Dr. Hikmet Yıldız, Almanya’da Duisburg’da bir hastanede jinekolig olarak çalışmaktadır. Kitapta, Faik Bulut’un önsözü yer almaktadır. (s. 13-18)
Dr. Fikret Yıldız Orta Anadolu Kürdlerinden bir grup aydın tarafından, 1997’de çıkarılan Bîrnebûn Dergisi’nin kurucuları arasındadır. Aynı dergide yazıları da yayımlanmaktadır.
***
Mikaila’daki mezar taşlarından, halkın en az 250 yıldır bu köyde yaşadıkları anlaşılmaktadır. Halkın 1691’de, anayurtlarını terke zorlanıp Orta Anadolu, Ankara taraflarına göç ettikleri anlaşılmaktadır. Mikailalıların ana yurdunun Serhat bölgesi Van, Erciş, Ağrı yöreleri olduğu kabul edilmektedir. Mikaila’da konuşulan Kürdçe ile buralarda konuşulan Kürdçe’nin birbirlerine çok yakın olduğu vurgulanmaktadır. Araştırmacı-yazar Dr. Fikret Yıldız, Van, Erciş, Ağrı gezisi yaparak köklerini bulmaya çalışan bir akademisyendir.
Orta Anadolu’da bazı Kürd köylerinin kuruluş tarihleri de verilmektedir. Zincirlikuyu 1800, Tanşançalı 1845, Karagedik 1846, Karacadağ 1870, Burunağıl 1919, Acıkuyu 1919, Tuzkaya 1890, Bulduk 1853 (s. 34)
Fikret Yıldız, Mikaila’ da yaşayan 140 kadar aileyi birer birer incelemekte, nişan, düğün, sünnet, doğum-ölüm gibi durumlarda, adetlerini, şarkılarını, oyunlarının değerlendirmektedir. (s. 80-191) H. İbrahim Uçak’ın, Tarih İçinde Haymana, 1985, kitabına da atıf yapmaktadır.
Dr. Fikret Yıldız, kitabının sonunda, Fransız seyyah Georges Perrot’un, 1861 yılında Haymana ve çevresinde yaptığı gözlemlere de yer vermiştir. (s. 337-345) Kitabın sonunda yer alan zengin fotoğraf albümü birçok konuyu daha anlaşılır bir hale getirmektedir.
Diyarbakır Zindanında Güvercinler Yuvalarını Terk ettiDiyarbakır Zindanında, Diyarbakır’da 5 Nolu Cezaevinde işkenceleri dile getiren bir kitap.
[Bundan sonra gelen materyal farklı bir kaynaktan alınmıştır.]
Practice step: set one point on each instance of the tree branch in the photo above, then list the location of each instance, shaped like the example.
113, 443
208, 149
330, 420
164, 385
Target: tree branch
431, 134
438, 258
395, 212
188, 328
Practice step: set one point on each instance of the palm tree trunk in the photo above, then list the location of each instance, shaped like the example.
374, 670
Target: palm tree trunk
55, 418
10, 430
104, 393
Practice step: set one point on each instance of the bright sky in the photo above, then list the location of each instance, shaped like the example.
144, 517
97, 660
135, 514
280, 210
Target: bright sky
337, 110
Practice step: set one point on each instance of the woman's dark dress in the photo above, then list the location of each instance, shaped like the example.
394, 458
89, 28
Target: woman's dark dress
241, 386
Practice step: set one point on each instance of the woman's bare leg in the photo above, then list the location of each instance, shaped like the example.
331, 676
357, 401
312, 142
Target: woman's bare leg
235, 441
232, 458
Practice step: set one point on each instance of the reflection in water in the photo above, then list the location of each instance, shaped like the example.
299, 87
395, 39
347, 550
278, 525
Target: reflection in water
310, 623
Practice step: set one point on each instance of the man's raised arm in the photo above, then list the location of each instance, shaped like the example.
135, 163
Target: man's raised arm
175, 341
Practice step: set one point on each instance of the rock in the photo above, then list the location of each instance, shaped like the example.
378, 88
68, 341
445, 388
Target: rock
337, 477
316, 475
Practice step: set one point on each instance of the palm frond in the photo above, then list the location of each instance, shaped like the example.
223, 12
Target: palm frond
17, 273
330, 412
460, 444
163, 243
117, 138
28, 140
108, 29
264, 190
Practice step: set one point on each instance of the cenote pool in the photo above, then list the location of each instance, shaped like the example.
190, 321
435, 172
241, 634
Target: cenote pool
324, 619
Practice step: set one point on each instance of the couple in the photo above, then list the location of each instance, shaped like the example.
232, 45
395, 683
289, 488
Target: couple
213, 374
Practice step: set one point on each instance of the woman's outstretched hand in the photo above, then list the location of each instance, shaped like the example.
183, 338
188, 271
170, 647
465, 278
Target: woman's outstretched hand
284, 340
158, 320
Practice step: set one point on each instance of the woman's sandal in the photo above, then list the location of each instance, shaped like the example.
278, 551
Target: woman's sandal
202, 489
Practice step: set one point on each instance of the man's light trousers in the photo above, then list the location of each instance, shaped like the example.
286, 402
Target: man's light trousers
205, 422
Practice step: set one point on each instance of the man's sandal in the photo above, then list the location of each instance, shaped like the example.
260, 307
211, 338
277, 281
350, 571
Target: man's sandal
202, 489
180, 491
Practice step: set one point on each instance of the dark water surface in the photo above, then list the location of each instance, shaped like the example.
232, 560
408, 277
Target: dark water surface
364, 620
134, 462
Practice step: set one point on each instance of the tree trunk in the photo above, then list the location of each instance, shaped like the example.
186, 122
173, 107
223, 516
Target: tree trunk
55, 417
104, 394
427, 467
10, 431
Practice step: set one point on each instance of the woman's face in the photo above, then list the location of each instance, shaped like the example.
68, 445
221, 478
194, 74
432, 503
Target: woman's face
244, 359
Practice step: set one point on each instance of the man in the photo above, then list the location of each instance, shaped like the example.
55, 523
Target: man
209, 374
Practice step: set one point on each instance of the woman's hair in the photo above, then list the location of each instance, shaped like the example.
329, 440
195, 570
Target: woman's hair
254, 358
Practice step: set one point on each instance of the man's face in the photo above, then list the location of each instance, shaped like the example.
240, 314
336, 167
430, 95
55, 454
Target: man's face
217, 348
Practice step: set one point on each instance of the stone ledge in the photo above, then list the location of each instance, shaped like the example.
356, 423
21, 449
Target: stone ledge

Kitap İbrahim Göröz tarafından hazırlanmış.
Kitabın tam adı şöyle: İbrahim Göröz, Diyarbakır Zindanında, Güvercinler Yuvalarını Terketti, Doz yayıncılık, Ocak 2024, 270 s.
İbrahim Göröz Diyarbakır 5 nolu Cezaevinde kalan tutuklulardan biridir. Kitapta, cezaevi anılarını dile getirmektedir.
Kitabın başında, Şefik Çolak’ın önsözü yer almaktadır. (s. 7-9)
Şefik Çolak önsözünde çok dikkate değer bir mektuptan söz etmektedir. 1970’leri ortalarından itibaren, Şefik Çolak ve arkadaşları Kürdlerin ulusal ve demokratik hakları konusunda yoğun bir mücadele içindedirler. Bir arkadaşları da onları, bu çalışmalarından dolayı, devletin kavramlarıyla, ‘Vatan haini’ olarak suçlar. Fakat bu kişi, ABD’ye gidince, Kürdlüğünün bilincine varır. Kürd/Kürdistan sorunlarıyla ilgilenmeye başlar. Bir mektupla Şefik Çolak’a özeleştirilerini bildirme gereğini hisseder.
***
İşkence, devlet tarafından tasarlanmış, planlanmış, yaşama geçirilmiş bir süreçtir. Ama, resmi ideolojiye uygun düşünen, resmi ideolojiye uyarlı bir toplum yaratmaktır. Türk, Müslüman, Hanefi. Sistematik bir işkence uygulamasıyla böyle bir toplum yaratılabileceği düşünülmektedir. Bu konuda Diyarbakır 5 nolu Cezaevi bir laboratuvardır. Tasarlananlar, planlananlar önce bu cezaevinde yaşama geçirilecektir. Sonra, buradaki tutukluların aileleri de bu çerçevenin içine alınacaktır. Daha sonra tasarlananlar, planlananlar tüm toplumda uygulanmaya çalışılacaktır.
Ali Karagöz isimli genç babasıyla birlikte tutuklanmış Diyarbakır 5 nolu Cezaevine kapatılmıştır. Babasının gözleri önünde oğluna, oğlunun gözler önünde babasına işkence yapılmaktadır. Babası oğluna, oğlu babasına yapılan darbelere engel olmaya çalışmaktadır. Bu uygulama sistematik olarak tekrarlanmaktadır (s. 91, s. 103, s. 115, s. 117) Araştırmacı-yazar İbrahim Göröz, bütün araştırmalara, soruşturmalara rağmen babanın ismini öğrenemediğini belirtmektedir.
Diyarbakır Zindanında, Güvercinler Yuvalarını Terk etti, kitabının sonunda fotoğraf albümü yer almaktadır. Fakat fotoğrafların altında, tarih, fotoğrafta yer alan kişilerin isimleriyle ilgili hiçbir not yoktur. Bunun çok önemli bir eksiklik olduğunu vurgulamak gerekir.
Bu makalede yer alan fikirler yazara aittir ve Nerina Azad'ın editöryal politikasını yansıtmayabilir.